A novel observation of negative differential resistance in a standard CMOS transistor and its application to a compact frequency doubler
摘要
Negative differential resistance (NDR)—in which current decreases with increasing voltage—represents nonlinear behavior in nanoscale devices, offering unique opportunities to probe carrier dynamics and field–matter interactions beyond conventional monotonic responses. While NDR has become a recurring feature in devices based on emerging materials, its occurrence in standard complementary metal-oxide-semiconductor (CMOS) transistors has been exceedingly rare. Achieving NDR within a CMOS-compatible platform is highly desirable, as it enables compact nonlinear functionalities without the need for multi-device circuits or additional biasing networks. Here we report the first experimental demonstration of two distinct NDR mechanisms in fully depleted silicon-on-insulator (FDSOI) transistors fabricated using an industry-standard CMOS process. At the drain terminal, a previously unreported NDR regime emerges at high drain bias due to hot-carrier injection into the drain-side dielectric, where localized trapping perturbs the electric field and suppresses impact ionization. In the body terminal, by contrast, NDR arises from the interplay of gate-induced drain leakage and lateral-field-enhanced impact ionization, achieving an unprecedented peak-to-valley ratio of 2.37 × 104 at 1.0 V with exceptional stability.
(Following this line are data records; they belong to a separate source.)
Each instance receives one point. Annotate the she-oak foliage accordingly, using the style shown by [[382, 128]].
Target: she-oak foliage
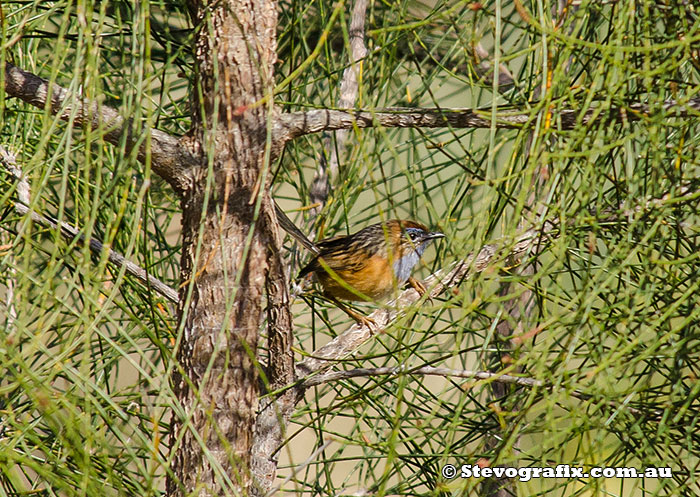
[[584, 135]]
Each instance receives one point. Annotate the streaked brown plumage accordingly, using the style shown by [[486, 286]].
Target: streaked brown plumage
[[370, 264]]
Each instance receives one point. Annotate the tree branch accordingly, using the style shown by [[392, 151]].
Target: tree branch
[[423, 371], [349, 88], [71, 233], [293, 125], [169, 158]]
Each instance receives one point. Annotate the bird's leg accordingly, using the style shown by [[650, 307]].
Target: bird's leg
[[419, 287], [362, 320]]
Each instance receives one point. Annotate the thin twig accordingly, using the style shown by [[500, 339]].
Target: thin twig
[[349, 341], [422, 371], [349, 88]]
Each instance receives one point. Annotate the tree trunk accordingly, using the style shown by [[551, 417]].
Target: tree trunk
[[228, 236]]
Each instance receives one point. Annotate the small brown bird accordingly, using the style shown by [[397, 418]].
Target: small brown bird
[[370, 264]]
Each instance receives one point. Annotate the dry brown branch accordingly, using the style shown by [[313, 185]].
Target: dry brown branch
[[349, 88], [70, 233], [169, 158], [293, 125]]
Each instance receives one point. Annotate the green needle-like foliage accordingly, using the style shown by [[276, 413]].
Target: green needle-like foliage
[[603, 311]]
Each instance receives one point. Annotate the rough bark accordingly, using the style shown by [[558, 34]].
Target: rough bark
[[227, 246]]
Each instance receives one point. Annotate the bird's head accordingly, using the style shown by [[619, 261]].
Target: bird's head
[[412, 239]]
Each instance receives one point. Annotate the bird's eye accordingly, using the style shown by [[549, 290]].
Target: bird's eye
[[414, 234]]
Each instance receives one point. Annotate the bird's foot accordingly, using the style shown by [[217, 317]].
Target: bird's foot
[[419, 287]]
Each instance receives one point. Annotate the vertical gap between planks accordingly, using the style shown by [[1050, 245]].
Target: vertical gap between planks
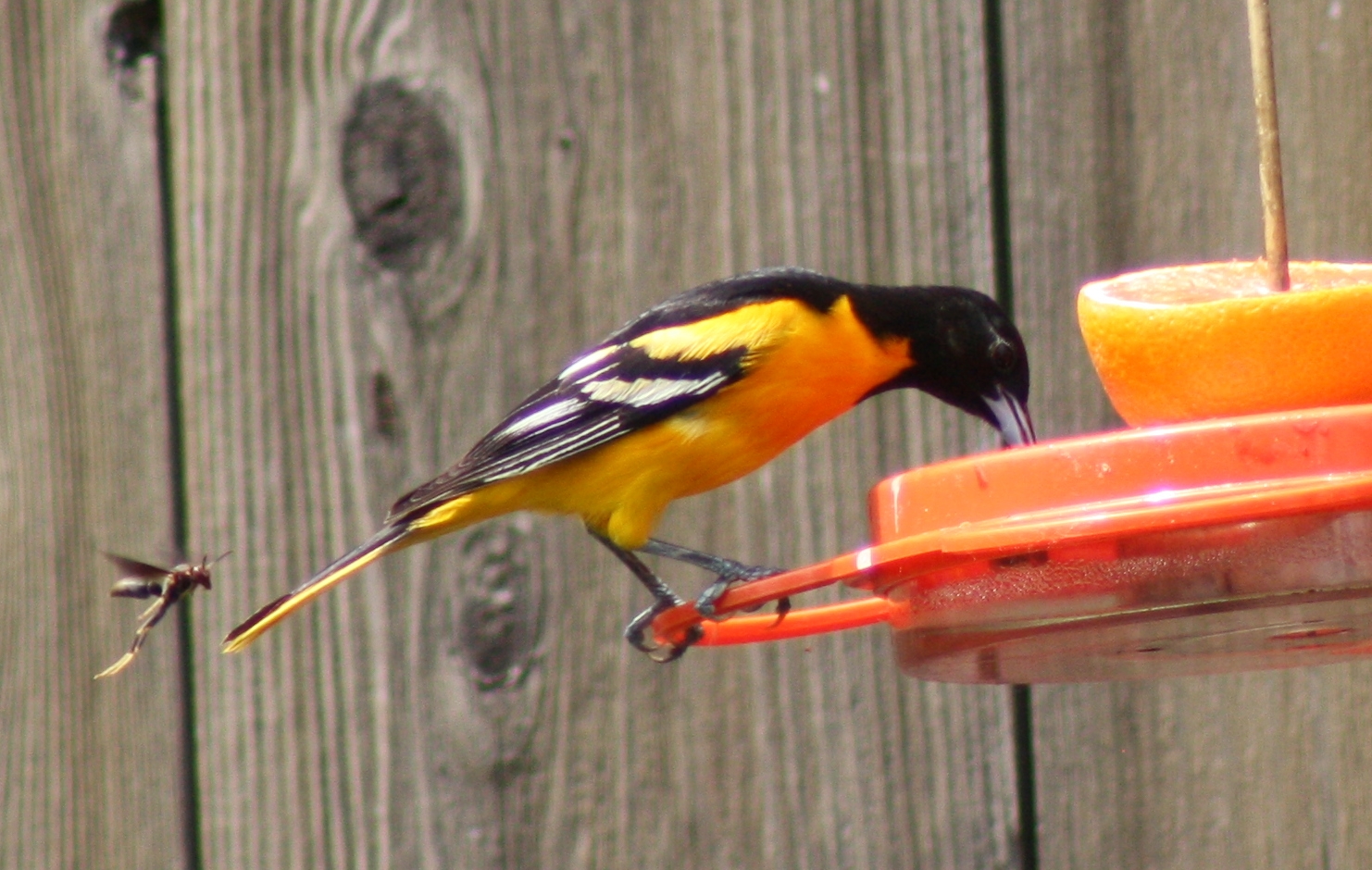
[[1021, 700], [176, 454]]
Building on these findings, we demonstrate that the steep, low-voltage body-terminal NDR directly enables a reconfigurable frequency doubler within a single transistor. By linking terminal-specific transport dynamics to device-level nonlinear functions, this work establishes both a new physical framework for understanding NDR in silicon transistors and a CMOS-compatible route to compact, energy-efficient nonlinear circuit elements.